Vicente then shifted tacks from arrogance to deceit, indirectly implicating President dos Santos by claiming that Cobalt’s arrangements with Nazaki are sanctioned under Angolan law: “Here in Angola, we work under Angolan laws. Cobalt’s contracts were approved and remain in effect … In Angola, everything that has to happen happens with the authorization of the Angolan government, under the relative framework that exists here.”

This contradiction captures one of the regime’s greatest dilemmas. On the one hand, it wishes to appear democratic and transparent. On the other, it promotes widespread plunder of national resources for the immense enrichment of its elite, in total contravention of the country’s laws.

Cobalt’s partnership with Nazaki is just one of countless cases of flagrant corruption in breach of Angolan law.
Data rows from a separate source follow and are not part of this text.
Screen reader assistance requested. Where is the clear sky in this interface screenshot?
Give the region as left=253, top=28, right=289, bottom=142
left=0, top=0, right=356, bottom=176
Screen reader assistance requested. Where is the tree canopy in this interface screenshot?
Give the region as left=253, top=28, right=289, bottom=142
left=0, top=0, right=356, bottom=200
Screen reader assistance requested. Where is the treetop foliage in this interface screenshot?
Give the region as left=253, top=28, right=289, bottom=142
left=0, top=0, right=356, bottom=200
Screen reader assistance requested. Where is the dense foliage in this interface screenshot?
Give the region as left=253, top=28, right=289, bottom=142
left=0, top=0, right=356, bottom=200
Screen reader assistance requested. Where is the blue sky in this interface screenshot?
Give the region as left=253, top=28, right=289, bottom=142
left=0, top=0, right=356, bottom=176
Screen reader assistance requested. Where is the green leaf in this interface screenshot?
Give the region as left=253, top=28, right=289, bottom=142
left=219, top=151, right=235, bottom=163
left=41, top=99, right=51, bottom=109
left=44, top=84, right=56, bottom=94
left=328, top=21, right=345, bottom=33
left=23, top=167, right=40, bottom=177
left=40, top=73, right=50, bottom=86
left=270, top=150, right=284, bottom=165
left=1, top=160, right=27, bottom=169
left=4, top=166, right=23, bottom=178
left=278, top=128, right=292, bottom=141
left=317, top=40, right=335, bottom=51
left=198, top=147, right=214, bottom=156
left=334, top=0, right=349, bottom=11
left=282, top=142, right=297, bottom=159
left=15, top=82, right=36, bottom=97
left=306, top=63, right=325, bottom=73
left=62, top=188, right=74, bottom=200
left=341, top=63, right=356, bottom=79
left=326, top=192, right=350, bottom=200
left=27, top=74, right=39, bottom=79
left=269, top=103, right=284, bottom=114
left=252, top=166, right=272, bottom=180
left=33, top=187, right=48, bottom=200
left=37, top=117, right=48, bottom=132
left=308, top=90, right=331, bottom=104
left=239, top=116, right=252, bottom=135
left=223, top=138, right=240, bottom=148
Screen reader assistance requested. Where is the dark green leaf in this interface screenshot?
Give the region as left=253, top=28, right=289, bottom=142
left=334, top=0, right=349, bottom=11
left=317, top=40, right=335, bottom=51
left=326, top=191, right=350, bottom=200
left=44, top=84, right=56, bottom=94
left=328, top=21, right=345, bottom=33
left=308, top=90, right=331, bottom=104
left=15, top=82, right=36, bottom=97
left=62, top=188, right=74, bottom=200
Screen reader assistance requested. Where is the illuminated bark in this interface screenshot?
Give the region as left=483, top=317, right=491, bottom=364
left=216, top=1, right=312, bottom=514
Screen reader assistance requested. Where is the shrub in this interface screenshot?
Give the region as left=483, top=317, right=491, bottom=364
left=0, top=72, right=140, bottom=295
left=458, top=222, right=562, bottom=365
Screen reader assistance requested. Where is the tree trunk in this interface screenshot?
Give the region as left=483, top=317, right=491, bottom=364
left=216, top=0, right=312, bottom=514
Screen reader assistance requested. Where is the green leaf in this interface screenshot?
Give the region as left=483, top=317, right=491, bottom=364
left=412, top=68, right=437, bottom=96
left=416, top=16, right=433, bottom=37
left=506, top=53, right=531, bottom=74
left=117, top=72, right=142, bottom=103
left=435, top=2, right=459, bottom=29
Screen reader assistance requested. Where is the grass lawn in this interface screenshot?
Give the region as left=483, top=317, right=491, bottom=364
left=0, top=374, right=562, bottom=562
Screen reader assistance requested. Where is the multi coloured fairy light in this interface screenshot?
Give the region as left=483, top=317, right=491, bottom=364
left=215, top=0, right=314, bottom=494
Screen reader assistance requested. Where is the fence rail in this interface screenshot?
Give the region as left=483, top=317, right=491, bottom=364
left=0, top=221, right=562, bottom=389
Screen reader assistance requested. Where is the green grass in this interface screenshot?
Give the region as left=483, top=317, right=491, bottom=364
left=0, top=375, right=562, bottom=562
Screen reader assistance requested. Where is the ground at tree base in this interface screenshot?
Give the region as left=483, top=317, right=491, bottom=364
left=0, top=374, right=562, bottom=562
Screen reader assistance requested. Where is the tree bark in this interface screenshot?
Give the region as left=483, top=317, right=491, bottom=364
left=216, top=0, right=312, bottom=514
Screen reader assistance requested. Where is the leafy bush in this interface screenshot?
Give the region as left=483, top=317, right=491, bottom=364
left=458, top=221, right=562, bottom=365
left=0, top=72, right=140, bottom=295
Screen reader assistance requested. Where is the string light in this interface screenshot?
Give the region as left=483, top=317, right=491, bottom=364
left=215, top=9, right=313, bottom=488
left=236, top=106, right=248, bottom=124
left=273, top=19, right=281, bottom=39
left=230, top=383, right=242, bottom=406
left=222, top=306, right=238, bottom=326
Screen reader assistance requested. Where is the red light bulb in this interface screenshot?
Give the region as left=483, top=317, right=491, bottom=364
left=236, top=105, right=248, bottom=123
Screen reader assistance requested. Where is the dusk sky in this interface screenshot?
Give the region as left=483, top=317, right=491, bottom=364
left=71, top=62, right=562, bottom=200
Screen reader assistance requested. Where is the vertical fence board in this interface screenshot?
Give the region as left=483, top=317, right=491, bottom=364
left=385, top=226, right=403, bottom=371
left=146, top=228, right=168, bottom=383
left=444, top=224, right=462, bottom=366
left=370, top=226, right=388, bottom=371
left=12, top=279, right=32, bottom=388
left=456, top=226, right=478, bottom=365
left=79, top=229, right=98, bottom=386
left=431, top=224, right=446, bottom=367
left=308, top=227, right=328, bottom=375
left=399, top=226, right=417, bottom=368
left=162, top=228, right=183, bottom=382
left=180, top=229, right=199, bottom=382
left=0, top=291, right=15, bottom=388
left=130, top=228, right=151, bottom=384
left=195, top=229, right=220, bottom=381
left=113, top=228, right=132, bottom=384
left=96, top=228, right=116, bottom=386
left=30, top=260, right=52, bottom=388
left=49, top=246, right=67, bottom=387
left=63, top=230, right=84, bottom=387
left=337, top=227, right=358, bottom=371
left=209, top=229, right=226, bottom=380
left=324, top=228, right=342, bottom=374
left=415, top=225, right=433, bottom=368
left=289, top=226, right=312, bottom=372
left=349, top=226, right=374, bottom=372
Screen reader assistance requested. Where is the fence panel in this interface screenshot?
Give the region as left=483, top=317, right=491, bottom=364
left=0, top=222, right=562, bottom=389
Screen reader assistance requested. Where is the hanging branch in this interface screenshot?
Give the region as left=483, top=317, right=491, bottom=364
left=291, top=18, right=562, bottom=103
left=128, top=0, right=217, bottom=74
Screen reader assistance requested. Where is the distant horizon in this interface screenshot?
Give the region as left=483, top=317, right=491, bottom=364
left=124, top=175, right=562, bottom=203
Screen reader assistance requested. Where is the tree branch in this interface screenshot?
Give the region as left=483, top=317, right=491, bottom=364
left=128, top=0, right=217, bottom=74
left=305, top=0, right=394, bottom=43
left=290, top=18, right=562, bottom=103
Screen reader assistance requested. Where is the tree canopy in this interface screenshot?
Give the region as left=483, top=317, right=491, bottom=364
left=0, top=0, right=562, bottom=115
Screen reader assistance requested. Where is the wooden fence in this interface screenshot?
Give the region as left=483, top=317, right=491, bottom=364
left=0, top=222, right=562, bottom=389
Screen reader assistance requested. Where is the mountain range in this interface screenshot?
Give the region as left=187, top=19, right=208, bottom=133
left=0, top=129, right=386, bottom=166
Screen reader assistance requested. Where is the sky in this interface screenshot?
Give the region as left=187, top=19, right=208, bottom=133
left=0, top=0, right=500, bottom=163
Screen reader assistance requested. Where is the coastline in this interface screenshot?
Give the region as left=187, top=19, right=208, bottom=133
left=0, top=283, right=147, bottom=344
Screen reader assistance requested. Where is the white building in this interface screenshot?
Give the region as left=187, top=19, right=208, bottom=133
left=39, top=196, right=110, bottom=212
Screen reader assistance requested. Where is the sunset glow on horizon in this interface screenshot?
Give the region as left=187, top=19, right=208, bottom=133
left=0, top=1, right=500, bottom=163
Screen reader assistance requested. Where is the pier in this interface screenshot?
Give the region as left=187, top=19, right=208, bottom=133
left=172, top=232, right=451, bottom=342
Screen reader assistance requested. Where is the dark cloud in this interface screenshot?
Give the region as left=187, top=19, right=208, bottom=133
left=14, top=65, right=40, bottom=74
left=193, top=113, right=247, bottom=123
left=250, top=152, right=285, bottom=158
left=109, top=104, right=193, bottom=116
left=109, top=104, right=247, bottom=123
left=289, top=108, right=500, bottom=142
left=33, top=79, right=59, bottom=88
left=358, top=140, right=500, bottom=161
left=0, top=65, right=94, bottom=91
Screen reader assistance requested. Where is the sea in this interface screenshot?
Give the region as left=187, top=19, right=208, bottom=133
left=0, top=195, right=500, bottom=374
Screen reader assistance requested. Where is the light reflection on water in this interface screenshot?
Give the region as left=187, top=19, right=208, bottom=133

With regard to Vicente, Kopelipa and Leopoldino Fragoso, Article 25(1)(a) of the Law on Public Probity labels their backroom arrangements as unjust enrichment through participation in business dealings over which they had influence, among other violations. Cobalt is accountable for active corruption of Angolan officials under Article 321 of the Penal Code. Angolan law also recognizes the anti-corruption conventions of the African Union – Article 4(1)(f) – and United Nations – Article 18(a)(b) – as well as Article 3(1)(f) of the Southern African Development Community’s Protocol Against Corruption, which similarly defines influence-peddling as corruption.

Contrary to Vicente’s claims, Angola has ample, detailed legislation that sets limits on government officials’ involvement in economic activity and that make his own dealings a crime. He has lied and in all likelihood will continue to do so, out of presumption and a belief in his own impunity.

There can be no democracy without respect for the law, no matter how rose-tinted the government’s performance reports may be. In a democracy, Vicente would already have been removed – and have hired his defense to answer for crimes of corruption in a court of law.